Switzerland keeps franc cap, warns of housing imbalances
Switzerland's central bank maintained its upper limit on the Swiss franc's exchange rate against the euro and its interest rate target, as widely expected, and warned of a "considerable" danger of a further build-up of imbalances in the housing market.
The Swiss National Bank (SNB), which imposed a 1.20 cap on the franc to the euro in September 2011, also said the Swiss economy developed favorably in the third quarter but growth could weaken in the fourth quarter.
For this year, the SNB forecast growth of 1.5-2.0 percent, the same as in September, and for 2014 growth of around 2.0 percent.
"However, given the vulnerable economic situation abroad, downside risks still prevail for Switzerland," the bank said.
The SNB's forecast for inflation was revised down slightly, partly due to unexpectedly low rates in October and November and partly due to lower inflation in the euro area and a fall in oil prices.
For 2013 the SNB forecast an unchanged inflation rate of minus 0.2 percent and for both 2014 and 2015 the forecast was cut by 0.1 percentage point to 0.2 percent and 0.6 percent, respectively.
"Consequently, no inflation risk can be identified for Switzerland in the foreseeable future," the central bank said.
Switzerland's inflation rate rose to 0.10 perent in November, the first rise in consumer prices since September 2011, breaking the continuous cycle of deflation.
The country's Gross Domestic Product expanded by 0.5 percent in the third quarter from the second quarter for annual growth of 1.9 percent, down from 2.5 percent
The Swiss franc was trading at 1.22 to the euro today but the SNB said "the Swiss franc is still high," and repeated that it was ready to enforce the exchange rate by "buying foreign currency in unlimited quantities, and to take further measures as required."
"With the three-month Libor close to zero, the minimum exchange rate continues to be the right tool to avoid an undesirable tightening of monetary conditions in the event of renewed upward pressure on the Swiss franc," the SNB said.

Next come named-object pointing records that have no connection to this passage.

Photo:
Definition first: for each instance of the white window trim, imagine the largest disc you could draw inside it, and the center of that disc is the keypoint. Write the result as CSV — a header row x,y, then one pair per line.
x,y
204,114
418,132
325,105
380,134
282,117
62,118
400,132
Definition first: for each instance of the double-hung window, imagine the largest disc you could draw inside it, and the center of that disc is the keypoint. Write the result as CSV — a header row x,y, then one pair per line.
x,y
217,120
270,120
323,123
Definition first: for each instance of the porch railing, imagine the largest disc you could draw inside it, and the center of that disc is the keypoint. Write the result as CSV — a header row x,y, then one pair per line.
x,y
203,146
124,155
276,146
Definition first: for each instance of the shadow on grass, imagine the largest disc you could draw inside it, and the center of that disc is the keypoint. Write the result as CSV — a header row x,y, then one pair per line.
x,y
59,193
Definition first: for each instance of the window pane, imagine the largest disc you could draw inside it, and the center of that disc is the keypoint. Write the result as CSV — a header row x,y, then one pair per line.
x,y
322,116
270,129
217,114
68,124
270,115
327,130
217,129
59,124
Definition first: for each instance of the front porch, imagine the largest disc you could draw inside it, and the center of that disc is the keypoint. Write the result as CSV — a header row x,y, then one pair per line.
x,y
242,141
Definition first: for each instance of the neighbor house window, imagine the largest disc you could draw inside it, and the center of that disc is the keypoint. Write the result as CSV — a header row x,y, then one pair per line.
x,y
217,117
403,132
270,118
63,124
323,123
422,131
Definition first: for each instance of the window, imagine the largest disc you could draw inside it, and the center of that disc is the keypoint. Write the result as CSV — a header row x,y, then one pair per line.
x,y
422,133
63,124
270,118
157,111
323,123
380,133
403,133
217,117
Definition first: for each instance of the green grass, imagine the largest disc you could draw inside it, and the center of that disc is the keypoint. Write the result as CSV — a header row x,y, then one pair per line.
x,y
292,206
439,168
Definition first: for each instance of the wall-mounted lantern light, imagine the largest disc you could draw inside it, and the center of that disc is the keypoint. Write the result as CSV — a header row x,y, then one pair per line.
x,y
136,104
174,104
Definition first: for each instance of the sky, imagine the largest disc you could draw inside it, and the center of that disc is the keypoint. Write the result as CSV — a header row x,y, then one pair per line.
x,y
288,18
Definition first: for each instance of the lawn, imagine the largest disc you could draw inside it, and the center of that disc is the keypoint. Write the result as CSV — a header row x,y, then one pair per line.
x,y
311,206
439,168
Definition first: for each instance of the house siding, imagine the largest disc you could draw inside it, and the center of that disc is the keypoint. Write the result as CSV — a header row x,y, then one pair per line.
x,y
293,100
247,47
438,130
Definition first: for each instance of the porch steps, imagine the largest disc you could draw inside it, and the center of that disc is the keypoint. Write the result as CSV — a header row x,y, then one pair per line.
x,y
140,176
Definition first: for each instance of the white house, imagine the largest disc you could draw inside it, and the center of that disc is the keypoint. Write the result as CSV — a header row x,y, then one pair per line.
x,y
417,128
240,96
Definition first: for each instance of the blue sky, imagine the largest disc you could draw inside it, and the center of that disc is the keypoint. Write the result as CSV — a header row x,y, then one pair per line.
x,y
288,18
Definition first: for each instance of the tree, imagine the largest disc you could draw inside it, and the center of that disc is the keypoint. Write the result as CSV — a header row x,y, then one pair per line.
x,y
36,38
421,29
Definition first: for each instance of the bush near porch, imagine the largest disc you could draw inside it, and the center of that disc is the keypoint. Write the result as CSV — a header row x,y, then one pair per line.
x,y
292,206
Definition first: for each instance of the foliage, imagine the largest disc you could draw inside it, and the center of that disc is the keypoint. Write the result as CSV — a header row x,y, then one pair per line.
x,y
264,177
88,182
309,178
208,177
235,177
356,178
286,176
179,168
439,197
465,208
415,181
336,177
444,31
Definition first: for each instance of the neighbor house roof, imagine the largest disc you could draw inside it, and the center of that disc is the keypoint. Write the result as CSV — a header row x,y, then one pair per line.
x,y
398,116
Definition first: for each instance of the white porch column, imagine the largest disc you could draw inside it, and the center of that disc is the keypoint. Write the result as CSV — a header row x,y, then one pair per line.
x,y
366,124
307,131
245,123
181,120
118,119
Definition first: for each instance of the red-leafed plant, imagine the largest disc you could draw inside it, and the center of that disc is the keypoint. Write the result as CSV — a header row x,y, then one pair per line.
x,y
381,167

The limit on the franc was imposed during the depths of the euro area sovereign debt crises when investors sought safe-haven in Swiss francs, driving up its value and making Swiss exports expensive.
The SNB's target range for the three-month Libor remains at 0.0-0.25 percent.
Attracted by Switzerland's political stability and low mortgage rates, the Swiss housing market has been going through a boom and the SNB has frequently warned of overheating.
Earlier this year the government imposed a countercyclical capital buffer at the SNB's request, under which banks have to hold a minimum 1.0 percent extra capital on their mortgage-related assets.
Warning of the danger of a further increase in housing prices, the SNB said that it "continues to monitor the situation very closely, and regularly assesses whether the countercyclical buffer should be adjusted."